Overview
The novel's protagonist - named Arnon, like its author - is a young man on the run: expelled from high school and on the outs with his ailing father, he spends his days and nights living a vagabond's life on the streets of Amsterdam. He falls abjectly in love with a waitress in an Italian restaurant, and sneaks into fancy bars and hotels only to skip out when the check arrives. Then he begins to visit prostitutes, girls no older or wiser than he is - and his fumbling, guileless, surprisingly tender encounters with them we see the sadness beneath his nonstop comic riffing, and the profound restlessness that drives his search for adventure. The novel's Amsterdam is a place where sex is cheap but love is scarce.
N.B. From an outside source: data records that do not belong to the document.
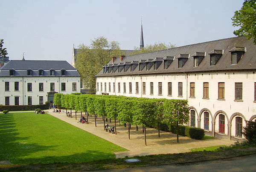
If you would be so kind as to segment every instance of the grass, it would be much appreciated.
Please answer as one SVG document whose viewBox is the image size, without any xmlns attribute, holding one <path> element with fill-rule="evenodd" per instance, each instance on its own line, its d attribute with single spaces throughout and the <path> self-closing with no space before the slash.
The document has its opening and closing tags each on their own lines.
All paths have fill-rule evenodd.
<svg viewBox="0 0 256 172">
<path fill-rule="evenodd" d="M 199 148 L 192 149 L 190 149 L 191 152 L 198 152 L 198 151 L 214 151 L 216 150 L 220 147 L 227 147 L 225 145 L 214 146 L 213 146 L 204 147 Z"/>
<path fill-rule="evenodd" d="M 88 162 L 126 150 L 48 114 L 0 115 L 0 160 L 14 164 Z"/>
</svg>

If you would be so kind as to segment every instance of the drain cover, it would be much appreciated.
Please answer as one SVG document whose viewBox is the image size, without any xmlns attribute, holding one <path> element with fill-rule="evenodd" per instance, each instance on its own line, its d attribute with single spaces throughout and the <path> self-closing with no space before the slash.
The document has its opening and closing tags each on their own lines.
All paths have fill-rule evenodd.
<svg viewBox="0 0 256 172">
<path fill-rule="evenodd" d="M 140 161 L 138 159 L 126 159 L 125 161 L 128 163 L 134 163 L 135 162 Z"/>
</svg>

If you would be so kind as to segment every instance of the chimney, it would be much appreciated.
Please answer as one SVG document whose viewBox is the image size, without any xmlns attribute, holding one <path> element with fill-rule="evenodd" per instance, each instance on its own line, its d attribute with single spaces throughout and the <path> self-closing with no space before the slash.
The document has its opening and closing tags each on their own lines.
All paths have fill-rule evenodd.
<svg viewBox="0 0 256 172">
<path fill-rule="evenodd" d="M 120 56 L 120 62 L 121 62 L 123 59 L 125 58 L 125 55 L 121 55 Z"/>
<path fill-rule="evenodd" d="M 115 60 L 116 60 L 116 57 L 112 57 L 112 64 L 114 63 L 114 62 L 115 61 Z"/>
</svg>

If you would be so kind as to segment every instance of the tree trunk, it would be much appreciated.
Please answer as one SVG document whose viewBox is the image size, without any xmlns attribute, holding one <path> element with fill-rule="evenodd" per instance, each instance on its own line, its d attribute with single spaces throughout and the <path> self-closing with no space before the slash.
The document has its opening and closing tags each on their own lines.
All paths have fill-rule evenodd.
<svg viewBox="0 0 256 172">
<path fill-rule="evenodd" d="M 115 118 L 115 134 L 116 135 L 116 121 Z"/>
<path fill-rule="evenodd" d="M 179 143 L 179 122 L 177 122 L 177 143 Z"/>
<path fill-rule="evenodd" d="M 146 126 L 144 127 L 145 132 L 144 132 L 144 136 L 145 137 L 145 145 L 147 146 L 147 138 L 146 137 Z"/>
<path fill-rule="evenodd" d="M 104 121 L 104 126 L 103 126 L 103 127 L 104 127 L 104 131 L 105 130 L 105 126 L 106 125 L 106 123 L 105 123 L 105 116 L 103 116 L 103 121 Z"/>
<path fill-rule="evenodd" d="M 94 119 L 95 120 L 95 127 L 97 127 L 97 125 L 96 125 L 96 115 L 94 115 Z"/>
<path fill-rule="evenodd" d="M 128 123 L 128 125 L 130 126 L 130 123 Z M 128 126 L 128 135 L 129 135 L 129 139 L 130 139 L 130 127 Z"/>
<path fill-rule="evenodd" d="M 160 137 L 160 122 L 157 122 L 157 129 L 158 129 L 158 137 Z"/>
</svg>

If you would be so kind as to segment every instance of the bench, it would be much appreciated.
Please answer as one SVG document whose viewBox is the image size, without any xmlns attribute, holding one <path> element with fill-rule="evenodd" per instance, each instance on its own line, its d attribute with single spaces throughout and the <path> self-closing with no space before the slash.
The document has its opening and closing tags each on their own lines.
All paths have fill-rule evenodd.
<svg viewBox="0 0 256 172">
<path fill-rule="evenodd" d="M 114 131 L 114 129 L 115 129 L 114 126 L 111 126 L 108 124 L 107 124 L 106 126 L 105 126 L 105 129 L 106 131 L 108 131 L 109 132 L 112 132 L 112 133 L 114 133 L 115 132 Z"/>
</svg>

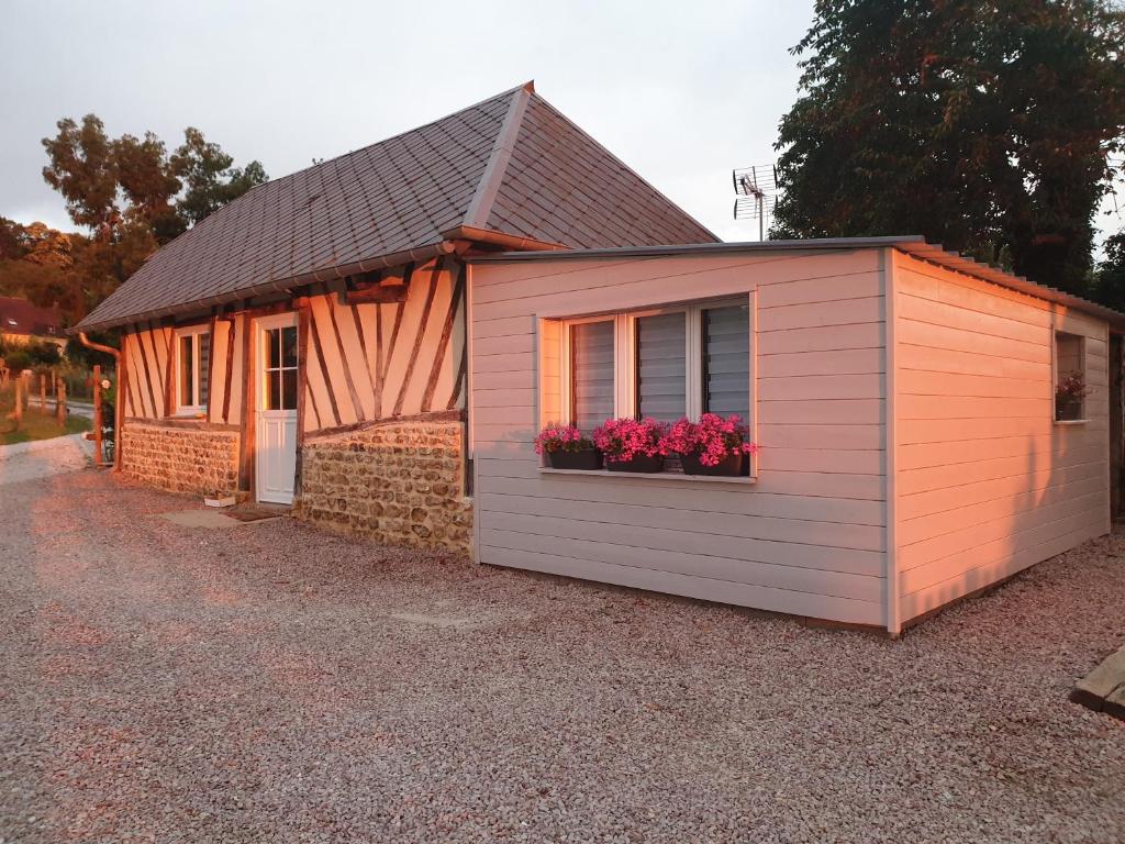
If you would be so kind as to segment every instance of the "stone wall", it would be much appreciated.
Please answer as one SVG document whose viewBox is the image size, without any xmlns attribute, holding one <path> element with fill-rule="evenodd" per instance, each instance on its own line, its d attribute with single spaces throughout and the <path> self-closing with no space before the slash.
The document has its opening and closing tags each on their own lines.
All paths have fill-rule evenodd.
<svg viewBox="0 0 1125 844">
<path fill-rule="evenodd" d="M 238 433 L 126 420 L 122 468 L 168 492 L 234 495 L 238 488 Z"/>
<path fill-rule="evenodd" d="M 387 545 L 469 554 L 464 423 L 380 423 L 305 442 L 298 518 Z"/>
</svg>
Arnon gets by on his cleverness and his sense of humor, and it is these that make Blue Mondays so fresh and entertaining.Editorials
Publishers Weekly -
"People are as disposable as plastic bags," muses the young protagonist of this bleak and presumably autobiographical first novel, a bestseller in the Netherlands after its 1994 publication. The narrator, who shares the author's full name, is Jewish, a young man growing up in Amsterdam. His mother and father constantly rip into each other and indulge in poisonous dinner exchanges about his severe acne problem. Arnon is fortunate to have a girlfriend with whom to roam the city streets, but his indifference-he lets her letters and phone calls go unanswered-alienates her. Arnon's life is a study in grimness. He drops out of school and takes a series of office jobs that lead him nowhere. His father winds up a hapless invalid while his mother grows shriller and shriller. Finally, in his bored loneliness, Arnon fills up his days with a parade of prostitutes from the escort services and whorehouses of Amsterdam's red-light district. On occasion, Grunberg displays a sharp black wit that relieves his novel's gray ponderousness-but not nearly often enough. (Jan.)Library Journal
Grunberg's first novel is a study of the seamier side of Amsterdam. As an adolescent, the author's eponymous protagonist falls in love with Rosie, gets kicked out of school, and frequents cafs. The plot moves ahead to his life as a twentysomething floating through cafs and among prostitutes when he can afford them. Grunberg attempts to do for Amsterdam what Henry Miller does for Paris, introducing a variety of characters and situations while searching for a philosophy to live by. This is complicated by protagonist Grunberg's family responsibility, his dying father, his guilt-ridden mother, and his religious background. Despite some high points of humor and pathos, the writing is generally not as animated and multidimensional as Miller's and fails to involve us fully in either his world or his predicament. An optional purchase.-Joshua Cohen, Mid-Hudson Lib. Sys., Poughkeepsie, N.Y.Kirkus Reviews
World-weariness tinged with tragedy speeds a bourgeois Jewish youth in Amsterdam merrily down the road to ruin in a frank but rather bloodless debut. Author Grunberg, a high-school dropout, was 22 when this was first published in 1994 in the Netherlands.Naming his teenage narrator for himself, à la Philip Roth, Grunberg places him in as dysfunctional a household and as depressing a school system as can be imagined: His father is a hard-drinking, ailing man of shadowy means, his mother a Holocaust survivor prone to dish-smashing rages, his teachers either drunk, discipline-happy, or self-righteous samaritans. Dropping out, Arnon finds part-time office work, while his father, incapacitated by a stroke, wastes away slowly but surely; at his death he seems to have bequeathed his alcoholism to his only son. Living on his own but unable to keep a job, and traumatized by a few encounters with female classmates—including one in which he's abused by a pair of heavyweight witches—the young man frequents bars and cafes. In time, however, his loneliness and desperation make him turn to an escort service. An endless succession of prostitutes later, he is entirely numb to the process of sex but unable to break the habit, even when faced with the end of his money. And so he takes the advice offered by one of the call girls and signs on with an escort service himself, thereby giving his penchant for self-degradation free rein.
The hero's swift downward spiral, though precisely and persuasively rendered, holds few surprises, while his severely unrelenting distance from all that affects him limits the reader's own level of engagement. Still, spare prose and precise portraits of disaffected characters offer clear promise of stronger work to come.